Ci sono frasi che ci accompagnano per tutta la vita. Le impariamo presto, le ripetiamo senza pensarci troppo, diventano una specie di sottofondo emotivo. Una di queste dice che il tempo aggiusta tutto. L’abbiamo sentita nelle canzoni, nelle famiglie, nei momenti difficili. Una promessa gentile, rassicurante. Anche Claudio Baglioni l’ha cantata, consegnandola a intere generazioni come una verità semplice e consolatoria.

Eppure, crescendo, qualcosa stona.

Non perché quella frase sia completamente falsa, ma perché è incompleta. Il tempo, da solo, non cura. Il tempo passa. E mentre passa, crea spazio. Uno spazio che può diventare guarigione, oppure distanza. Dipende da cosa facciamo mentre quel tempo scorre.

In psicologia sappiamo che molte ferite non si chiudono con l’attesa. Si attenuano, magari, si coprono di abitudini, si mimetizzano nella routine. Ma restano lì. Il tempo non le elimina. Le rende più silenziose, questo sì. E il silenzio, a volte, viene scambiato per risoluzione.

Quando una persona evita un dolore, il tempo non lo dissolve. Lo stratifica. Quando una relazione si rompe senza essere elaborata, il tempo non la sistema. La congela. Quando un lutto, una delusione o un fallimento non vengono attraversati, il tempo non li addolcisce. Li sposta più in profondità.

Questo non significa che il tempo non serva. Al contrario. Il tempo è fondamentale. Ma non come riparatore automatico. Il tempo è un contenitore. È lo spazio entro cui può avvenire qualcosa, se c’è presenza, consapevolezza, disponibilità a stare con ciò che fa male.

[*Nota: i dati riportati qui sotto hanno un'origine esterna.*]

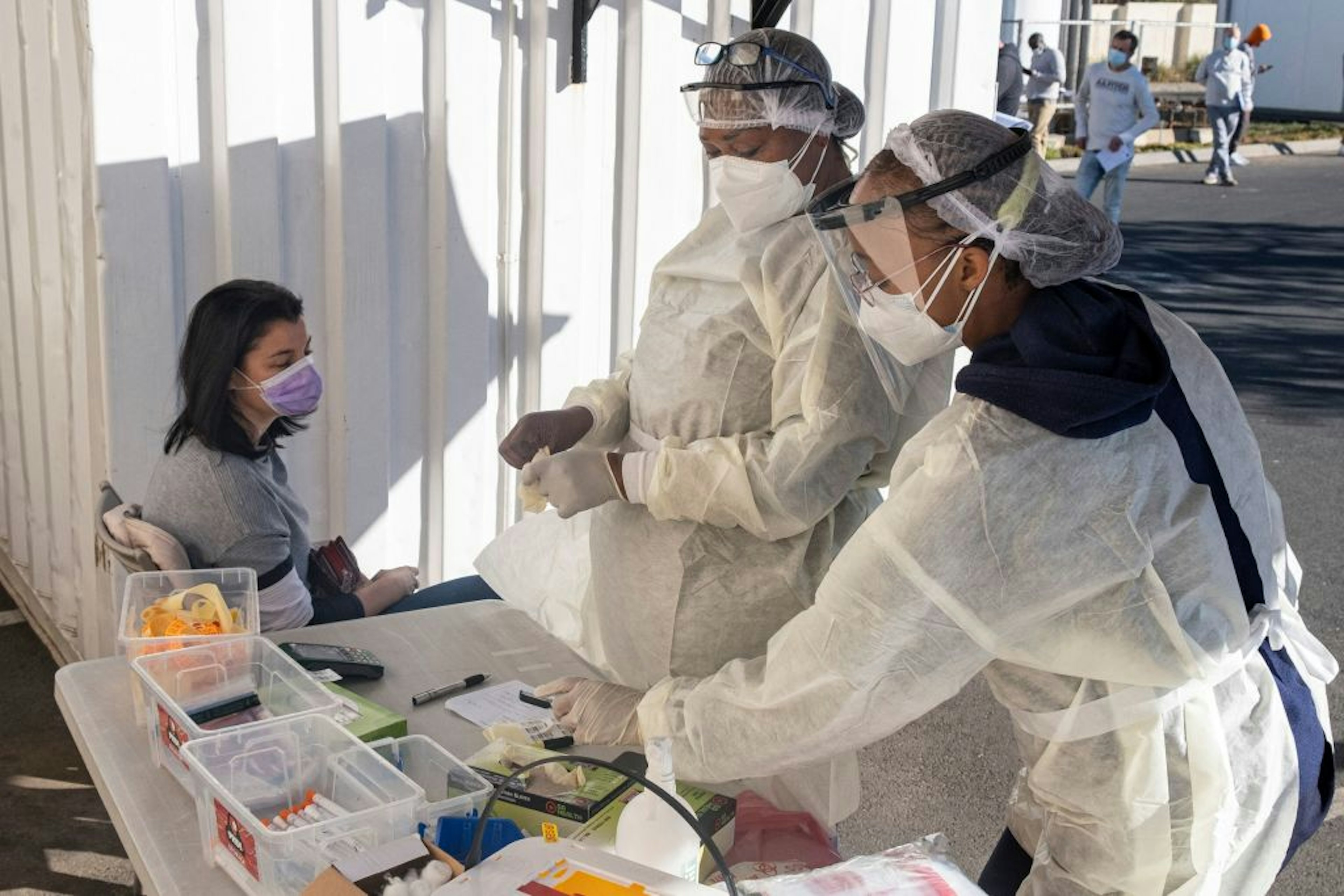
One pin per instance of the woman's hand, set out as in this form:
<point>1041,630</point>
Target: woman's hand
<point>554,430</point>
<point>598,712</point>
<point>386,589</point>
<point>408,577</point>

Molte persone restano ferme per anni aspettando che le cose cambino da sole. Aspettano di sentirsi meglio, di capire, di superare. E intanto vivono una vita in sospensione. Non perché manchi loro la forza, ma perché sono state educate a credere che basti aspettare.

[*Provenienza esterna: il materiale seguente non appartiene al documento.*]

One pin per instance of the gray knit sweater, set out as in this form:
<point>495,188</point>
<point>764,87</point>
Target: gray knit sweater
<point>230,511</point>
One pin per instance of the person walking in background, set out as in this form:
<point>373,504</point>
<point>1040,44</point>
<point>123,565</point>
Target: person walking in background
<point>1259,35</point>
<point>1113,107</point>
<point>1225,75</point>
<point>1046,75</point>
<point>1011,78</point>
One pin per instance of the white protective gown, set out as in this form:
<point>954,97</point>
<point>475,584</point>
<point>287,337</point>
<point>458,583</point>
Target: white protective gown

La crescita emotiva funziona in modo diverso. Non è il tempo che aggiusta, ma ciò che accade dentro il tempo. Le domande che ci poniamo. Le scelte che facciamo. Le parole che finalmente diciamo. I confini che impariamo a mettere. Il dolore che smettiamo di evitare.

Quando una persona inizia davvero a stare con la propria esperienza, allora sì, il tempo diventa un alleato. Non perché fa il lavoro al posto nostro, ma perché accompagna un processo che è già in corso.

Forse dovremmo dirlo in modo più onesto, soprattutto a noi stessi. Il tempo non aggiusta tutto. Ma può sostenere chi decide di non scappare più. Può fare spazio a chi sceglie di ascoltarsi. Può diventare cura quando smette di essere attesa passiva e diventa presenza.

E in questo, il tempo smette di essere una promessa vaga. Diventa una possibilità concreta. Una possibilità umana.